I've written an example app that integrates TIDL, OpenCV, and Flask to do streaming classification. Its core loop looks at each ExecutionObjectPipeline in a round-robin fashion and does the following:

Checks to see if an ExecutionObjectPipeline (EOP) is done processing its work
1. If so, read the results from the EOP's EVE or DSP.
2. Find out the label with the highest confidence from those results
3. Use cv2.putText() to write that topmost label on the image
4. Send the image as the next video frame via Flask
Reads an image frame from the webcam
Squeezes the frame down to 224 × 224 pixels, which is what the TIDL model being used expects
Rearranges the layout of the image in memory to match the in-memory image representation that TIDL expects
Asynchronously launches the ExecutionObjectPipeline to classify the image

Remember: One EVE or DSP can have one ExecutionObject (EO) at most. It seems that EOs can be assembled into ExecutionObjectPipelines (EOPs) without much restriction, but one EOP typically has only one EO when doing image classification. This means that one EVE or DSP processes one image frame.

By using TIDL asynchronously and looping over ExecutionObjectPipelines, we can load one frame on to each DSP and EVE to be classified in parallel. As EVEs and DSPs finish classifying their frame, we can load up another frame and launch it asynchronously while we look at the results we just got back.

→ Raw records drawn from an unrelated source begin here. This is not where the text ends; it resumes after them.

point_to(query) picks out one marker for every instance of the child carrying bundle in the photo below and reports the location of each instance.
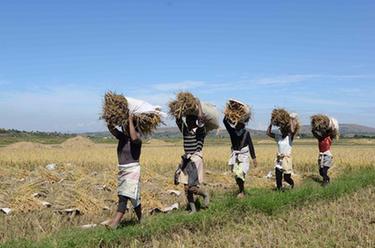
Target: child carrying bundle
(287, 126)
(236, 116)
(324, 129)
(194, 125)
(133, 117)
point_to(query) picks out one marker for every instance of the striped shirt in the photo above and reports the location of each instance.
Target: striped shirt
(194, 139)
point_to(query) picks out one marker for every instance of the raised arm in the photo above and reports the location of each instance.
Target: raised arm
(269, 132)
(293, 128)
(251, 146)
(132, 132)
(115, 132)
(201, 118)
(230, 129)
(180, 124)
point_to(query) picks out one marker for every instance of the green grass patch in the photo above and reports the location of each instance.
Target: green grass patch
(222, 208)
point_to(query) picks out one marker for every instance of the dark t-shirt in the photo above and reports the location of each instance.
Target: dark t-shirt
(237, 139)
(128, 151)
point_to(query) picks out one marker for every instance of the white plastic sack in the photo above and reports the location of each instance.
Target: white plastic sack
(137, 106)
(333, 124)
(212, 116)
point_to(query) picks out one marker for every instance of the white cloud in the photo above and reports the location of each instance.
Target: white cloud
(185, 85)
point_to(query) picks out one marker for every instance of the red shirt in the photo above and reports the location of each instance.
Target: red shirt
(325, 144)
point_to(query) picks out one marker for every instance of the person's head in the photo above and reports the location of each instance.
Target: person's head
(191, 121)
(125, 129)
(239, 126)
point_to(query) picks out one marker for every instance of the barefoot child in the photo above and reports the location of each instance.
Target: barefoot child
(128, 153)
(242, 145)
(324, 129)
(190, 171)
(284, 138)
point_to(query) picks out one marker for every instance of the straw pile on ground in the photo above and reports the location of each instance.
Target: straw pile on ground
(322, 126)
(237, 112)
(115, 109)
(281, 118)
(185, 104)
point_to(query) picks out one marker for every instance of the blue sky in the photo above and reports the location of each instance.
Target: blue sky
(57, 58)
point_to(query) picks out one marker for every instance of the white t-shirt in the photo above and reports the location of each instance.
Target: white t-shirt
(284, 145)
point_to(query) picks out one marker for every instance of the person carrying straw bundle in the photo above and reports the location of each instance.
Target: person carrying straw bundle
(286, 127)
(236, 116)
(118, 111)
(324, 129)
(190, 120)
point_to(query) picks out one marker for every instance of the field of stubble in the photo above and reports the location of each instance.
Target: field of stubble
(85, 178)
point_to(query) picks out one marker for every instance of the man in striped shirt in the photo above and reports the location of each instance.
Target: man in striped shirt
(190, 170)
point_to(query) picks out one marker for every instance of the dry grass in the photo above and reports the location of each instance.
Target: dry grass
(85, 178)
(115, 109)
(346, 222)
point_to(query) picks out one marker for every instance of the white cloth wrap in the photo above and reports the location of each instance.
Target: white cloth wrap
(137, 106)
(129, 180)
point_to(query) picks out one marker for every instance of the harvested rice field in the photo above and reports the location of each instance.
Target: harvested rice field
(62, 186)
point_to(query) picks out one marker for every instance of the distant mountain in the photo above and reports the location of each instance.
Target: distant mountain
(346, 130)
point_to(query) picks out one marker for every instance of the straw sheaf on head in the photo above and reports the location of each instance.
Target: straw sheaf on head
(237, 112)
(281, 118)
(115, 109)
(185, 104)
(321, 127)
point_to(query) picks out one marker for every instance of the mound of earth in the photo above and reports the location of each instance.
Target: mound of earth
(26, 145)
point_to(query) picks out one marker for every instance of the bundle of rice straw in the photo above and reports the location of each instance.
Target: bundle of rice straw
(146, 123)
(323, 126)
(281, 118)
(185, 104)
(237, 112)
(115, 109)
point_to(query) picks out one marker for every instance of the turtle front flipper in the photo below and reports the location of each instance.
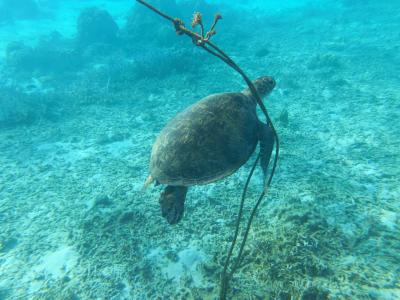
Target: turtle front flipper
(172, 202)
(266, 137)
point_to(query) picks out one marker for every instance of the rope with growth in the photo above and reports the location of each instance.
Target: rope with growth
(203, 40)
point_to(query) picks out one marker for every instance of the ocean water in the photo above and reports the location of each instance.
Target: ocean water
(87, 86)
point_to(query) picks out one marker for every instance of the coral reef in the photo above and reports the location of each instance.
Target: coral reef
(76, 129)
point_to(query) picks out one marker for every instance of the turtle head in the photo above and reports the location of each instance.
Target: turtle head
(264, 86)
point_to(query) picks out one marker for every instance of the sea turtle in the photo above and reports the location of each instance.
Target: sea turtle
(206, 142)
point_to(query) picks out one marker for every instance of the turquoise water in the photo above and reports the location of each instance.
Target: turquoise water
(85, 89)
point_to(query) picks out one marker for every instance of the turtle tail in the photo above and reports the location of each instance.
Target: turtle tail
(172, 202)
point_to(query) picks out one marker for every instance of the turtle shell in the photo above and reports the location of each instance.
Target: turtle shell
(208, 141)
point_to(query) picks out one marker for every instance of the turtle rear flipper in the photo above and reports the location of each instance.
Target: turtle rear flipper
(172, 202)
(267, 140)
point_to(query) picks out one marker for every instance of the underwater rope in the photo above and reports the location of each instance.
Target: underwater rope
(203, 41)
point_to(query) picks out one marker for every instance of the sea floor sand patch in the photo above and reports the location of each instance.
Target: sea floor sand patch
(57, 263)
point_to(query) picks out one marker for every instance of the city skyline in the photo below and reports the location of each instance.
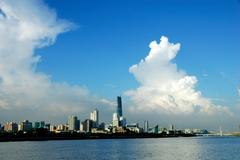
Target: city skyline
(173, 62)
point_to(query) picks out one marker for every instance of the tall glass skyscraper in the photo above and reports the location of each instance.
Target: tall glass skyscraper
(119, 106)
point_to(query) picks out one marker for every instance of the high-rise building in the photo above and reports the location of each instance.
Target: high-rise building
(95, 118)
(86, 125)
(39, 124)
(11, 127)
(115, 121)
(73, 123)
(171, 127)
(119, 106)
(146, 127)
(25, 126)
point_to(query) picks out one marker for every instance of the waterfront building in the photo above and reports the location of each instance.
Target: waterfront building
(171, 127)
(94, 116)
(146, 127)
(86, 126)
(40, 124)
(11, 127)
(134, 128)
(119, 106)
(115, 121)
(122, 122)
(73, 123)
(25, 126)
(53, 128)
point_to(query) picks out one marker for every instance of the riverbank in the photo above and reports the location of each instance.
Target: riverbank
(80, 136)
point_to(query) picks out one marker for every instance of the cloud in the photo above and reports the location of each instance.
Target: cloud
(166, 89)
(24, 27)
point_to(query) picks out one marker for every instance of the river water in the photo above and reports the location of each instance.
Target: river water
(193, 148)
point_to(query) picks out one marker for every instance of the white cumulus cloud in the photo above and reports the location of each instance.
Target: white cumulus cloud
(164, 88)
(25, 26)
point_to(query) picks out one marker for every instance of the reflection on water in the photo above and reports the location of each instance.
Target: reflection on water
(198, 148)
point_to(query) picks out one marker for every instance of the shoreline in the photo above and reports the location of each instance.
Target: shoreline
(87, 137)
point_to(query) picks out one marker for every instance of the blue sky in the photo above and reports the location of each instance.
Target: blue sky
(93, 51)
(113, 35)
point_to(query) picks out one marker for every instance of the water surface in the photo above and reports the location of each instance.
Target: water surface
(197, 148)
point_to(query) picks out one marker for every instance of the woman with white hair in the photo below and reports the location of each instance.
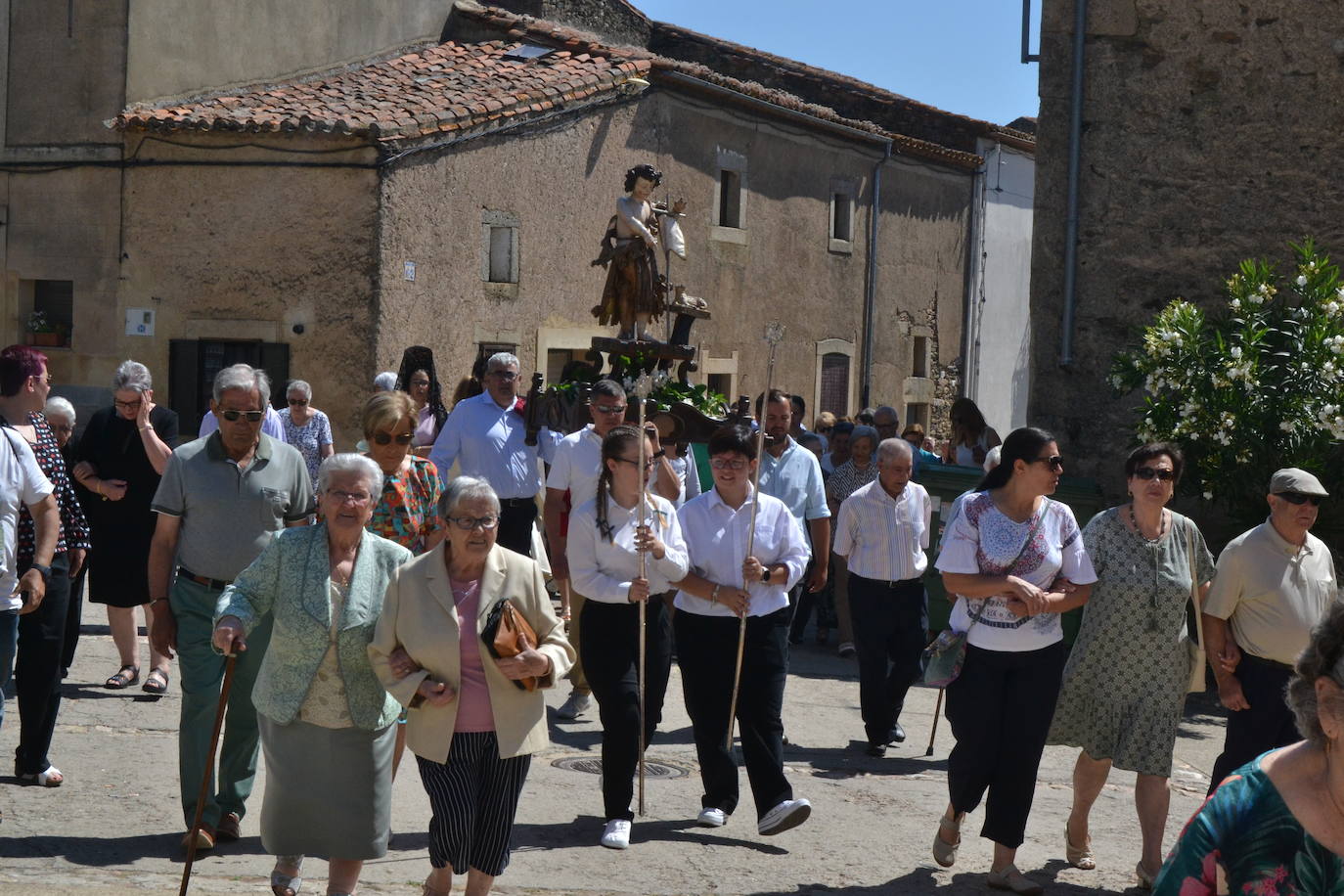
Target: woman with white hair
(122, 453)
(327, 726)
(306, 427)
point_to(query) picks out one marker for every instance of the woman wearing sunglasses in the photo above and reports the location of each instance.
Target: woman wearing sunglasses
(1127, 677)
(1015, 560)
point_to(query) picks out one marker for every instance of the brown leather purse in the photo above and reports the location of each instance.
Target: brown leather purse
(503, 634)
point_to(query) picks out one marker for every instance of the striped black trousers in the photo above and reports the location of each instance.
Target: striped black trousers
(473, 797)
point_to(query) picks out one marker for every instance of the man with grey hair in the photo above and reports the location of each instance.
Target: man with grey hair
(484, 435)
(883, 532)
(219, 503)
(1271, 587)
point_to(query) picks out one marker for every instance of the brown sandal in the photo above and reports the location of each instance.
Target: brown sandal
(121, 680)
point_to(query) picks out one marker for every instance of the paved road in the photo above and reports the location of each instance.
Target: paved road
(115, 824)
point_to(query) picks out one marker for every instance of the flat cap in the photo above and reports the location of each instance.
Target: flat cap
(1294, 479)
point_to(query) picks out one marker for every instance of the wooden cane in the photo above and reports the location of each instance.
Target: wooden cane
(937, 711)
(230, 664)
(773, 335)
(642, 389)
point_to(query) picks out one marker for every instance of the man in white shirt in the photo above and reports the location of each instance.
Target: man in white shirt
(484, 435)
(883, 532)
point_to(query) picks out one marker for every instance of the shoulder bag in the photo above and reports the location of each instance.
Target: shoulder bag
(946, 653)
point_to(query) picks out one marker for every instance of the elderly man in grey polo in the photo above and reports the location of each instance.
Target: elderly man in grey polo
(219, 503)
(1272, 585)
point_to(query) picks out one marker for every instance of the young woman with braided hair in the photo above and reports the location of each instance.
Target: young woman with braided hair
(605, 540)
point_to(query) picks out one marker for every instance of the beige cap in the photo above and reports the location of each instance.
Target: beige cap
(1294, 479)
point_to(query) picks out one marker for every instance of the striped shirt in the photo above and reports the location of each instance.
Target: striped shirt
(884, 538)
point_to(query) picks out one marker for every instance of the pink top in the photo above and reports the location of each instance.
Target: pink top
(473, 694)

This is like having your washer and dryer going at the same time--if you've got multiple loads of laundry to wash, you can let your dryer run while you load your second load into the washer, and you can fold your laundry when both washer and dryer are running. On BeagleBone AI, we have four EVEs and two DSPs which allows us to have five other video frames being processed while we use cv2.putText() to overlay text on the image we're about to stream out.